I have a confession...I am an addict. I suppose an addict of the noble variety, if there is such a thing. My addiction runs deep; controls my days and affects my moods. It has gotten in the way of relationships and is starting to affect my work life. I visit my dealer 2, sometimes 3 times a day. When I have no money to support my habit or my weekly allowance runs out, I turn to begging my sister or collecting change for the cans in my backyard.
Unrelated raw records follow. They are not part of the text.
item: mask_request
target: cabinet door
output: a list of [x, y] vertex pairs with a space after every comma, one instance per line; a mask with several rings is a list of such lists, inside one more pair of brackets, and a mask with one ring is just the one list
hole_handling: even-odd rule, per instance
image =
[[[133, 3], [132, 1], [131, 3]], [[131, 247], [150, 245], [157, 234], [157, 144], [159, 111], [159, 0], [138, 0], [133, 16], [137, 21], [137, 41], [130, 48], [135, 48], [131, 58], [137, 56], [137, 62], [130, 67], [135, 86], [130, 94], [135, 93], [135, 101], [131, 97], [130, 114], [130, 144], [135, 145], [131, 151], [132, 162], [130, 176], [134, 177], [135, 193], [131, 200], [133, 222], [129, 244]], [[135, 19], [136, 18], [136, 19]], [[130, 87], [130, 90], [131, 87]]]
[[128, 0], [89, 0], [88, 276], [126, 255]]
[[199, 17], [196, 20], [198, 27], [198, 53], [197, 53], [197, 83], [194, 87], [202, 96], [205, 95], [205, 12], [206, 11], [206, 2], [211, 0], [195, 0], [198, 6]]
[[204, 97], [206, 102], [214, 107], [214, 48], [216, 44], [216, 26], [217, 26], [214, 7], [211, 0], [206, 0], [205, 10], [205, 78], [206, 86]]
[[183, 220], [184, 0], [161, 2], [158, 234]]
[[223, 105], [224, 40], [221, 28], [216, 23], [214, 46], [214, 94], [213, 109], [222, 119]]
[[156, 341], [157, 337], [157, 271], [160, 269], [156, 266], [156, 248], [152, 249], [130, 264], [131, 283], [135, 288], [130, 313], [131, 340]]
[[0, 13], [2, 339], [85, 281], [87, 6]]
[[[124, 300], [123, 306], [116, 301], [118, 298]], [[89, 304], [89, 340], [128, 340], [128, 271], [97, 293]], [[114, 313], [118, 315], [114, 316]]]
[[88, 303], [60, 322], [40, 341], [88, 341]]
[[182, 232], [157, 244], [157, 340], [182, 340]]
Sometimes I even hustle a gift card or two from my well-meaning nieces or nephews...I have sold my soul to the coffee bean and tea leaf, forsaking my King for a mere idol...


It has been said, whatever you spend your time thinking about, spending money in the name of, and planning your days around is your god...well now I feel bad.... Starbucks and coffee houses of the like-my dear, sweet, drug suppliers; the idols I have been worshiping, spending my money on, planning my days around, drinking in your stimulating nectar and inhaling your delicious highly addictive cake-pop balls and other bad-for-me pastries...I will no longer be enslaved to your convenient drive-thrus, or eclectic variety of caffeinated drinks. I refuse to run to you when I need a fix, a quiet moment, or energy to clean my house. I am a new creation in Christ no longer in bondage to the things of this world or the desires of this flesh, shoot... you betta ask somebody.


Ok...so I've said it in the past, I'm quitting. I really can't say that it's forever, but i definitely need to detoxify. I tried to do the moderation thing...it worked for a minute. Then 3 shots of espresso per day slowly turned into 6 and the rest is history. Now, some have said "why stop doing what you enjoy" "a little coffee isn't going to kill you; if you like it, drink it"  "at least it's not crack",  these are all good points, but come from the same people I see lurking in the shadows of the neighborhood cafes, downing their coffees and espressos with kids in tow and stress level elevated. I don't like dependency, and dependent I am, so I am breaking off this love affair. I am kicking this habit.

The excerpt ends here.